Within a few months, I received a reply. It was a typewritten aerogram, the author of which wasn’t quite a mujlis. Unless one includes a mujlis of one. Anyway, I was very happy with the response I received from the mujlis, and wrote back asking him to put me on his mailing list.
Since then, I’ve regularly received a copy of the Mujlisul Ulama’s newspaper which is entitled The Majlis – “Voice of Islam”. It’s a fascinating newspaper providing hours of reading entertainment. The cover stories are always well-worth a read. They usually involve condemnation of some Muslim group which doesn’t quite fit the MU’s definition of Islam.
Past editions of The Majlis have included articles on the errors of Western medicine, especially vaccination. I wish their fatwa (religious ruling) was available years ago when I was at primary school and had to undergo painful vaccination injections. Alas, relief arrived a few decades too late!
My most recent edition of The Majlis (Vol 18 No 07) includes these awesome headlines:"THE INTERFAITH MENACE”, “ULAMA OF PAKISTAN DECLARE ALL ‘ISLAMIC’ BANKS AND ALL TV CHANNELS HARAAM” and “THE CORRUPTION OF ‘SHARIAH’ BOARDS”.
The “Question and Answer” sections, which take up the bulk of the paper, are always gems of wisdom.
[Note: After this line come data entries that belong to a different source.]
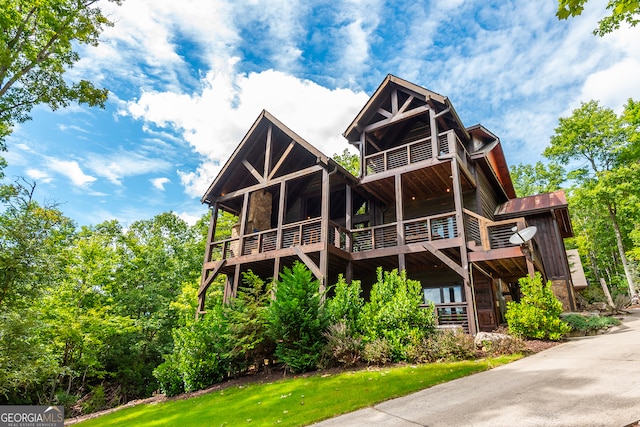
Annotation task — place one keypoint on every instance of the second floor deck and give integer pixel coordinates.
(445, 229)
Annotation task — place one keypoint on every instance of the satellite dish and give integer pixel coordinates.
(523, 235)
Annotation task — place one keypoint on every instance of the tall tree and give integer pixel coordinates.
(37, 44)
(596, 135)
(620, 11)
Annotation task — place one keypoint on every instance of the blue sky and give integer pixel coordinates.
(188, 78)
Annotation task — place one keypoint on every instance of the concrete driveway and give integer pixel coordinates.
(591, 381)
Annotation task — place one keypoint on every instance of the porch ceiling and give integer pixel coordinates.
(418, 184)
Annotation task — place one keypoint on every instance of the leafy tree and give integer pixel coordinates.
(199, 356)
(246, 314)
(351, 162)
(596, 135)
(31, 265)
(535, 179)
(36, 49)
(297, 319)
(155, 258)
(620, 11)
(537, 315)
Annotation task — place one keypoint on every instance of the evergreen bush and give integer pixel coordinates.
(537, 315)
(297, 319)
(394, 314)
(248, 325)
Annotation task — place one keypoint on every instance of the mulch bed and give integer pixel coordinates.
(271, 375)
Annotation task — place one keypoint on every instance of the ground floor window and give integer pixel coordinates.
(446, 294)
(450, 303)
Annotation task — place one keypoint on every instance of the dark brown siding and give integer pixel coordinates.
(487, 196)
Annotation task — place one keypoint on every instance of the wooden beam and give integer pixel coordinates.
(282, 158)
(324, 231)
(400, 116)
(406, 104)
(384, 112)
(494, 254)
(267, 152)
(208, 279)
(233, 194)
(446, 260)
(309, 263)
(253, 171)
(394, 101)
Usually the most misogynistic and offensive question and answer is highlighted and turned into a separate article. In the most recent edition, under the headline “WOMEN & EID SALAAT”, someone asks this impartial question:
Q: A crank women’s group which advocates that women should come into the streets to perform Eid Salaat, justifies their call of enticing women out from their homes ...The Majlis’ response includes references to “the women’s lib miscreants” and “women who emerge from their homes to prowl in the streets and to wonder in male-dominating terrain”. With such masculinity in their responses, who needs Viagra?
In all seriousness, The Majlis does have some really interesting articles as well as excerpts from the inspiring sayings of some Indian and Pakistani scholars of the deobandi tradition (which also happens to be the tradition I feel closest to, though the deobandi scholars I know tend to use more diplomatic language and are less averse to the real world). These include gems of wisdom from the orthodox sufi tradition.
Anyway, I’d better stop writing. The last thing I need is to receive the negative dua’s of the Mujlisul Aalim. Or should that be Mujlisul Ulama? Who knows?
UPDATE I: I just discovered you can also read The Majlis online. There's also some kind of archive which can be found here. Though it doesn't feel the same as holding the newspaper in your hand!